The Hull and South Yorkshire Extension Railway was incorporated on 6 August 1897 by the Hull and South Yorkshire Extension Railway Act 1897 (60 & 61 Vict. c. ccxlv) and on 25 July 1898 was transferred to the Hull and Barnsley Railway. The bill was deposited by a group of local coal owners representing the Manvers Main Colliery Company, Hickleton Main Colliery, Wath Main Colliery, Wharncliffe Silkstone Colliery together with representatives of the Hull and Barnsley Railway.

==Description==
The main line left that of the Hull and Barnsley (H&B) at Wrangbrook Junction, which then became a three-way affair with the South Yorkshire Junction Railway as well as the H&B. It ran via Hickleton and Thurnscoe to Wath where it made an east facing junction with the Manchester, Sheffield and Lincolnshire Railway and a spur to reach Manvers Main Colliery.

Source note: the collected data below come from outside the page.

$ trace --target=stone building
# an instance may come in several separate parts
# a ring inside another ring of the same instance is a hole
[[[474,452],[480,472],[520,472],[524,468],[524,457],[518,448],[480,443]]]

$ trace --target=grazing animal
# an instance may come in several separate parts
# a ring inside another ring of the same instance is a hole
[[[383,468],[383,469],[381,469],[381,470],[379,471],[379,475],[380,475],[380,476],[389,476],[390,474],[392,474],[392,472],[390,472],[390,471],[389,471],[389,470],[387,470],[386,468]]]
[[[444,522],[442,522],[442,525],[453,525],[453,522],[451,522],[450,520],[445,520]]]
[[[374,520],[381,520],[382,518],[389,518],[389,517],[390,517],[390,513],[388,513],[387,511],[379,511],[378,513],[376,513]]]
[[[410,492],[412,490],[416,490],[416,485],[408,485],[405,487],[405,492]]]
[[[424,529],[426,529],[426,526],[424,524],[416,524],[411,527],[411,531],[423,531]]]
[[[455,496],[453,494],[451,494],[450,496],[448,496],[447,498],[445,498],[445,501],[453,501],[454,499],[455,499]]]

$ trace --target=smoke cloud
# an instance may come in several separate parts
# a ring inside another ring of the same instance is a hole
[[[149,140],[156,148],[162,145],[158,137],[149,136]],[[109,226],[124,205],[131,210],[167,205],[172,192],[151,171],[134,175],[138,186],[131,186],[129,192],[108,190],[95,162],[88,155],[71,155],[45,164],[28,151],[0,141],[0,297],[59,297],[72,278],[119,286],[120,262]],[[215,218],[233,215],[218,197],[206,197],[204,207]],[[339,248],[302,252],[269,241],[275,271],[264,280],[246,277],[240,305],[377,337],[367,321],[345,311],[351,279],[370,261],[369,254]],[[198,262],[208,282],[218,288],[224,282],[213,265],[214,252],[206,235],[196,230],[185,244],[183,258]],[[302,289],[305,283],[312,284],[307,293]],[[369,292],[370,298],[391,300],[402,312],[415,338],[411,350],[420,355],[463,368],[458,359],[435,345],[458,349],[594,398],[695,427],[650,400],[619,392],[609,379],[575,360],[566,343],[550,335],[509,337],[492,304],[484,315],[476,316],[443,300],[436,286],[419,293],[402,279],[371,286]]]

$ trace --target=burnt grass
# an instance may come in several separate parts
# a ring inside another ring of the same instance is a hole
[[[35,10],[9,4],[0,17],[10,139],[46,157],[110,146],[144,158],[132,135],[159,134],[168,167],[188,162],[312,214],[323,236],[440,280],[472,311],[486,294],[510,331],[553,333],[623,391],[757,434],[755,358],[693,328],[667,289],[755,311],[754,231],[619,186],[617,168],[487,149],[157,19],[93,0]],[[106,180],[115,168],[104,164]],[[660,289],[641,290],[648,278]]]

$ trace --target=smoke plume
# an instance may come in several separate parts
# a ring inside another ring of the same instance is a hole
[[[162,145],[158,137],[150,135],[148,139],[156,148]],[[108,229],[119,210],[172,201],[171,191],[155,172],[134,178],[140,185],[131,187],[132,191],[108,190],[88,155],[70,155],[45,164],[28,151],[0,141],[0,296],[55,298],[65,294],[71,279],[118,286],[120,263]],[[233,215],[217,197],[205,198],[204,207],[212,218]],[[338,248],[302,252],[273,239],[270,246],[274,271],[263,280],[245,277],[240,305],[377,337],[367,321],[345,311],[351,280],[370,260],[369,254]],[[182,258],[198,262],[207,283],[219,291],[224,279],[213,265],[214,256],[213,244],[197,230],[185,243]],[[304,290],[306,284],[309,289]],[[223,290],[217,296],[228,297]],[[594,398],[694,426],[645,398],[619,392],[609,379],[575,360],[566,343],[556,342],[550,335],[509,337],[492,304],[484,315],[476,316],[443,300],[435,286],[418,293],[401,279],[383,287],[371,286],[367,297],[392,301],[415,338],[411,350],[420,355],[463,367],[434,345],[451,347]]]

The line was over 8 mi in length, with steep gradients - being between 1 in 120 to 150 uphill for the first six miles after Wrangbrook junction, then around 1 in 110 to 1 in 115 downhill to Wath-upon-Dearne. The line had problems with subsidence, as well as flooding at the point it passed under the Midland railway.

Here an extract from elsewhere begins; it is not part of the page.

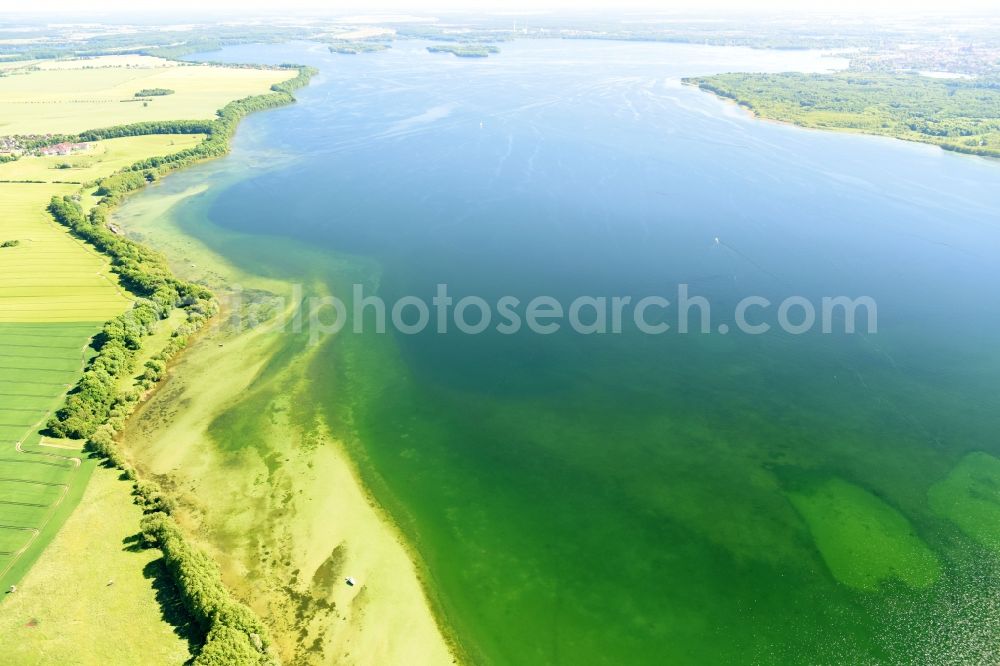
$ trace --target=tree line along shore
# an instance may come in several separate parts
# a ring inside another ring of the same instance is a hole
[[[47,434],[84,441],[85,451],[117,467],[133,482],[135,501],[144,513],[143,541],[163,553],[165,570],[199,636],[194,663],[202,665],[272,664],[276,658],[263,623],[229,592],[212,558],[186,539],[171,518],[171,497],[156,482],[140,478],[118,451],[115,435],[162,377],[167,362],[186,347],[218,306],[208,289],[173,276],[162,255],[122,236],[109,218],[130,193],[171,171],[228,152],[243,117],[294,102],[292,93],[307,85],[316,72],[304,66],[283,68],[296,71],[296,76],[272,85],[268,93],[227,104],[212,120],[140,122],[48,137],[49,141],[93,142],[145,135],[204,135],[193,147],[141,160],[92,183],[99,199],[89,211],[81,205],[80,195],[52,197],[48,206],[52,218],[110,259],[112,271],[135,302],[130,310],[107,321],[94,338],[96,354],[46,424]],[[156,323],[175,313],[183,314],[183,323],[145,361],[137,385],[123,390],[124,380],[137,371],[144,341],[153,335]]]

The line was transferred to the H&B on 25 July 1898 by the Hull, Barnsley and West Riding Junction Railway and Dock Act 1898 (61 & 62 Vict. c. clii). In June the following year, they doubled the line between Wrangbrook Junction and Hickleton as well as spurs to serve the collieries at Hickleton, Manvers and Wath. The line was opened for goods on 31 March 1902 and for passengers on 28 August the same year with intermediate stations at Moorhouse and South Elmsall and Hickleton and Thurnscoe. Passenger traffic, which ran to Kirk Smeaton on the H&B, ended on 6 April 1929, goods traffic between Wath and Hickleton ended on 2 October 1933, between Hickleton and Moorhouse on 31 May 1954 and on the remainder of the line on 1 October 1963. Certain lines around the southern terminus at Wath remained for use by the National Coal Board. These were closed with the Wath Main / Manvers Main complex in the 1980s.